Graziano Cesari analizza gli episodi arbitrali di Como-Inter, "condannando" gli errori di arbitro, Var e Avar. Eppure, fino a pochi minuti dal termine, la direzione è di buon livello. "Nel primo tempo c'è un tiro deviato deviato da Bastoni ma col braccio attaccato al corpo. Il Como contesta invece, nel secondo, la punizione del gol dell'Inter. Massa è vicino, fischia perché Paz allarga il compasso verso l'avversario, non nel tentativo di giocare il pallone. Il fischio è inevitabile anche senza contatto. Incontestabile anche la punizione del 4-2: Kempf allarga il braccio e colpisce Barella. Per cui fin qui nessun errore".

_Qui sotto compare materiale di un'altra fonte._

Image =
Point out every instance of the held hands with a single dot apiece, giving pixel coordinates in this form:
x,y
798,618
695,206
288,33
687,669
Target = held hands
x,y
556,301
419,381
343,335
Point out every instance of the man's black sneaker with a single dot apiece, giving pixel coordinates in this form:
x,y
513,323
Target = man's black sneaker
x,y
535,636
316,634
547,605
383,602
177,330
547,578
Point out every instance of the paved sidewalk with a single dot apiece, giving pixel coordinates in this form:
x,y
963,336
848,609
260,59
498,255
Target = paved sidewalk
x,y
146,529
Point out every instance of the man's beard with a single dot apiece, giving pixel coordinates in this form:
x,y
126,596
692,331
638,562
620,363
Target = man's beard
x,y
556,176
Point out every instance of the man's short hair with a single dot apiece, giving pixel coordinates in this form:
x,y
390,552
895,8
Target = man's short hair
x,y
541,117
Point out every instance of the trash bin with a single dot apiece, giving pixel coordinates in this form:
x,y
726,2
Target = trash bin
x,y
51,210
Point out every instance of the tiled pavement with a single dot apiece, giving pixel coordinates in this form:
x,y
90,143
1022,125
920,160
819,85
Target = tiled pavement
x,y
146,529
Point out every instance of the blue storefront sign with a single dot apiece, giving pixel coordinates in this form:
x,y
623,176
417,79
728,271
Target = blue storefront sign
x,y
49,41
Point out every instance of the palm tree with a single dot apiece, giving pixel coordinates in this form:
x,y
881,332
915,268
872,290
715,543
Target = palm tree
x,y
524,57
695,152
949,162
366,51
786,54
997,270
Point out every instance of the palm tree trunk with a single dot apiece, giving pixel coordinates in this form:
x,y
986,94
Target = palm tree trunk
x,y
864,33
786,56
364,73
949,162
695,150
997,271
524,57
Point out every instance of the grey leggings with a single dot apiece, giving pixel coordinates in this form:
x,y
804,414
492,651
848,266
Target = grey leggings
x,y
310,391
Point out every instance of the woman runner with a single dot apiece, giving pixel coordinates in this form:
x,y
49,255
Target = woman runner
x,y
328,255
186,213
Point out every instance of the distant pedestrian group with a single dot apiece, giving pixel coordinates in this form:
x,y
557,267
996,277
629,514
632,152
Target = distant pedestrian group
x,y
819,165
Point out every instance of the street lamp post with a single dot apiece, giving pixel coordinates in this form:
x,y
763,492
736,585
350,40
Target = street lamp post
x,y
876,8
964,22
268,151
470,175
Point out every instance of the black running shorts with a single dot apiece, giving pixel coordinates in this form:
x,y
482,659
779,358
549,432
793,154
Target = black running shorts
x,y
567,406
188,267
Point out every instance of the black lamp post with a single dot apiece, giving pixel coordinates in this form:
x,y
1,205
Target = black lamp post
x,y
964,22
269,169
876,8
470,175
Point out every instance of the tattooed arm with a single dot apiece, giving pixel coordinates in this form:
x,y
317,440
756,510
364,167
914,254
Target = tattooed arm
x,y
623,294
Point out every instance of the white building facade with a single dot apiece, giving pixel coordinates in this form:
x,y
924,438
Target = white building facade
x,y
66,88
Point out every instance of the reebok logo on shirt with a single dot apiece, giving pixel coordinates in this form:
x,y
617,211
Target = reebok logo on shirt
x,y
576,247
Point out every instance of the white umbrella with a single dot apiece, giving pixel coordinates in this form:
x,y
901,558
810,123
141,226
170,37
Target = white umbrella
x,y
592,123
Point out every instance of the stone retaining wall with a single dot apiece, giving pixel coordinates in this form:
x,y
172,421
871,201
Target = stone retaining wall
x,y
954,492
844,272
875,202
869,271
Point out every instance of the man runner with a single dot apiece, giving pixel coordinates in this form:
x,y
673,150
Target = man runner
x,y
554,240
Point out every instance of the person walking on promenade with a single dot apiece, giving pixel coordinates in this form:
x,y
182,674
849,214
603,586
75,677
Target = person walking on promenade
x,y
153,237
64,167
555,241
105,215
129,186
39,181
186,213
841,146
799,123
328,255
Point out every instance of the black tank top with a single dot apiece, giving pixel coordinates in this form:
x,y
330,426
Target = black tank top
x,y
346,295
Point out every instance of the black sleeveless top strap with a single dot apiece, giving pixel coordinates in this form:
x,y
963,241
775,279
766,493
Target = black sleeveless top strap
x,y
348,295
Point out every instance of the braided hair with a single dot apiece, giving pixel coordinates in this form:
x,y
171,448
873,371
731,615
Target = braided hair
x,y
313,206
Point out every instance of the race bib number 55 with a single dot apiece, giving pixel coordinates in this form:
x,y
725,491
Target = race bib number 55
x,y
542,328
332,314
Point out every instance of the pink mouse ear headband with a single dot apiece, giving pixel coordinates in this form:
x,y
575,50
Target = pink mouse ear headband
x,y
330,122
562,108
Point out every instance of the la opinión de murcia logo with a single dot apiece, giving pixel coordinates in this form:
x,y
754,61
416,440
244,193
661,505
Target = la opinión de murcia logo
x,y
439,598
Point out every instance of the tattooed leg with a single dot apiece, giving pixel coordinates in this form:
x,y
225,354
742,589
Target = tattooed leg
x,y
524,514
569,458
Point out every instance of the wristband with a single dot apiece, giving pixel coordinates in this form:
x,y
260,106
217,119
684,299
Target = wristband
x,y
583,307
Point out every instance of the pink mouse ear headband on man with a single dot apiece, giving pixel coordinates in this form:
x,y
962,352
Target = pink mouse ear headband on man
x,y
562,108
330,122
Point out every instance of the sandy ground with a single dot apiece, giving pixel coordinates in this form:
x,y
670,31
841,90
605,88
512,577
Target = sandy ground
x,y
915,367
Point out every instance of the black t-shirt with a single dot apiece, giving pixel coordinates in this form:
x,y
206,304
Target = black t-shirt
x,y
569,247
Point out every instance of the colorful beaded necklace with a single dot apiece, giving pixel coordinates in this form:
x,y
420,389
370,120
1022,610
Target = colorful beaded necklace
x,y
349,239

Quindi l'episodio incriminato. "Arriva l'87': Massa è vicino, posizionato molto bene. L'arbitro indica un calcio di punizione dopo il tiro di Paz e sventola il giallo a Bonny. Interviene il Var che chiama il penalty perché l'intervento è in area, ma le immagini sono facilissime da interpretare: non è mai rigore. Il calcio di Paz va a colpire il retrocoscia di Bonny, la distanza è tantissima, non c'è alcun intervento falloso. Bastava farlo vedere, è facilissimo. Perché sbagliano? Perché si dimenticano di guardare se è fallo oppure no...".